Monthly Archives: October 2005

CaliVera: Celebrating the Days of the Dead

Laurie says:

I went to the Oakland Museum last Sunday to see “CaliVera: Days of the Dead Altars Remixed” curated by Jaime Cortez.

Jaime is an artist and cultural worker, who is a founding member of Corpus magazine, which just published a portfolio of nudes from Familiar Men with an essay by Debbie in their fall issue. He and I co-curated an exhibition “Men of Color:Nudes at Ease” a few years ago.

In the exhibition, he and the artists “explore how this ancient Mexican and Central American spiritual tradition honoring the dead has inspired artistic expressions unique to California’s spirit.”

The exhibition was remarkable. To quote Jaime. “Days of the Dead is a mystical and sensuous immigrant to the Golden State. The celebration has given thousands of Californians a more accepting and even playful attitude toward death. In exchange, the holiday has been transformed by the quirky, inventive, and cosmopolitan spirit of our state. This year’s exhibition, CaliVera, reflects how this ancient spiritual practice has been infused with new life in California.”

All of the ofrendas (anything placed on an altar or given as an offering to honor the dead) were very impressive work. It’s unusual to see a show with such consistently high quality.

I was particularly struck by Ehren Tool’s tribute to the California soldiers killed in the Iraq war. The Altar is a long shelf with damaged cups. Each cup has an image–a symbol or other representation of the soldiers and the military. The accompanying video shows each cup being shot. The whitish cups have blood-red insides. When you see them, you literally see the entryand exit wounds. It’s a superb example of an artist using small domestic objects to evoke powerful emotion.

Patrick “Pato” Hebert‘s ofrenda is a wishing well created out of street rubble with a green pool of multilayered portraits that blend and emerge as you walked around the pool. The more I contemplated it, the more moved I was. It simultaneously has a a real edge and a deep spirituality .

And I loved the equal inclusion in the exhibition of two traditional Días de los Muertos ofrendas by students from Berkeley and Oakland.

All of the work was superb. The exhibition was beautifully balanced in terms of quality, diversity (of the works and of the artists) and messages.
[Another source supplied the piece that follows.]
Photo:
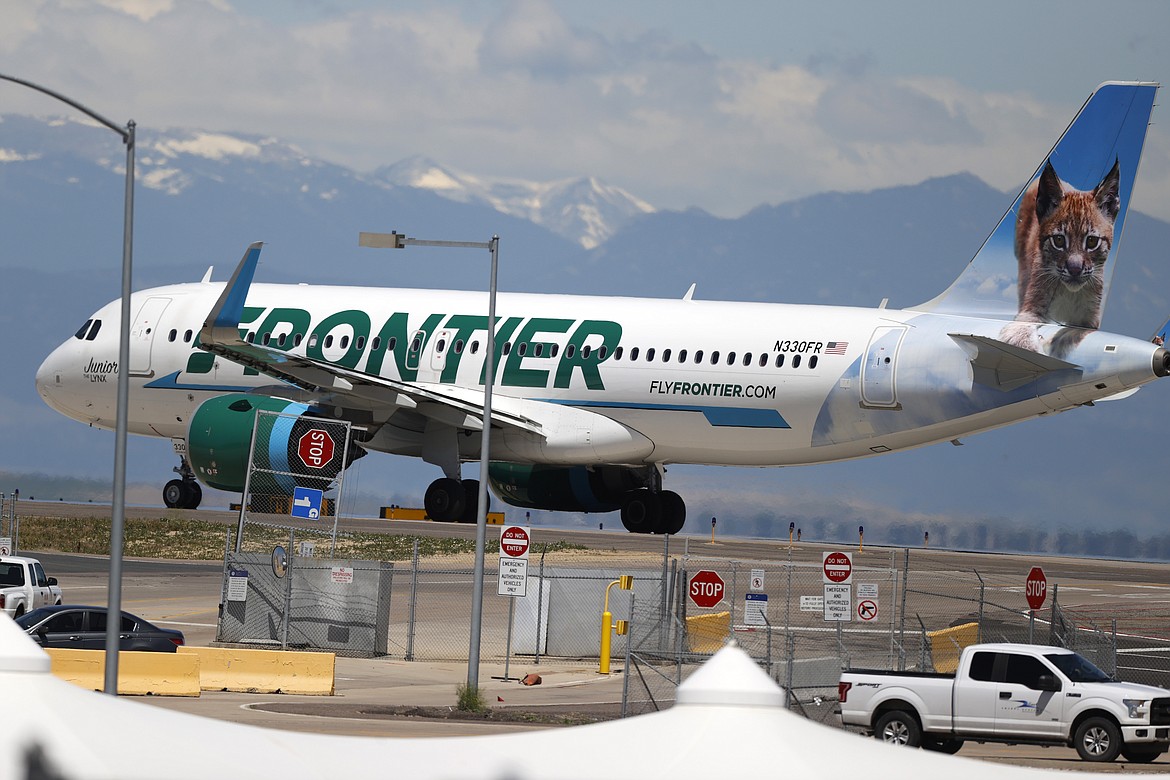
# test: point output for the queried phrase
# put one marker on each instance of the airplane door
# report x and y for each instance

And after seeing too many exhibitions that were about the curator’ s own agenda, it was a pleasure to see one this brilliantly curated exhibition about the artists’ work.

If you’re in the Bay Area or visiting, the exhibition runs through December 4, 2005.

Oh, You Beautiful Doll

Dolls are in the news recently, particularly because American Girl, Inc., owned by Mattel and makers of the American Girl historical dolls, has come under very significant fire from Donald Wildmon’s right-wing American Family Association for teaming up with Girls, Inc. , an advocacy organization for young women which they claim is pro-choice. If you aren’t worried about appearing to support right-wing organizations by going to their sites, you can read the AFA’s own statement of its concerns. The Girls Inc. site doesn’t acknowledge the controversy, nor does it take an obvious stand on abortion (let alone lesbian rights).

We’ve also been reading about and researching Muslim dolls, thanks to a comparatively recent New York Times article. Fulla, the doll featured in this article, is very Barbie-like, with high-heeled feet and developed breasts. If you poke around on the manufacturer’s rather confusing (to Westerners, anyway) home page, you’ll find that most of her outfits are contemporary and stylish, and the hijab pictured in this article is hard to find.

In comparison, Razanne is a doll with flat feet, small breasts, and a wide variety of all-modest-dress outfits.

In other words, Razanne is in the same relationship to Fulla as the unsexy, historically grounded American Girl dolls are to Barbie.

And they all have related social purposes: they exist to train girls in how to be feminine consumers, and to reinforce parental values. One reason the American Girl controversy is so intense is that, although the American Girl line was not started for these reasons, some parents who want to inculcate conservative non-sexy “family values” have found these dolls very attractive. So those parents feel actively betrayed when the dolls which stand in opposition to the Barbies they distrust are linked to liberally-coded concepts like “empowerment” and “freedom.” Where’s a parent to turn if even the American historical dolls are behaving like feminists?

Similarly, Fulla and Razanne represent different sets of Islamic parental values, and two approaches to training young Islamic girls.

Actually, we agree with Donald Wildmon that dolls have power, and the values inherent in the design of the dolls we play with affect our view of the world.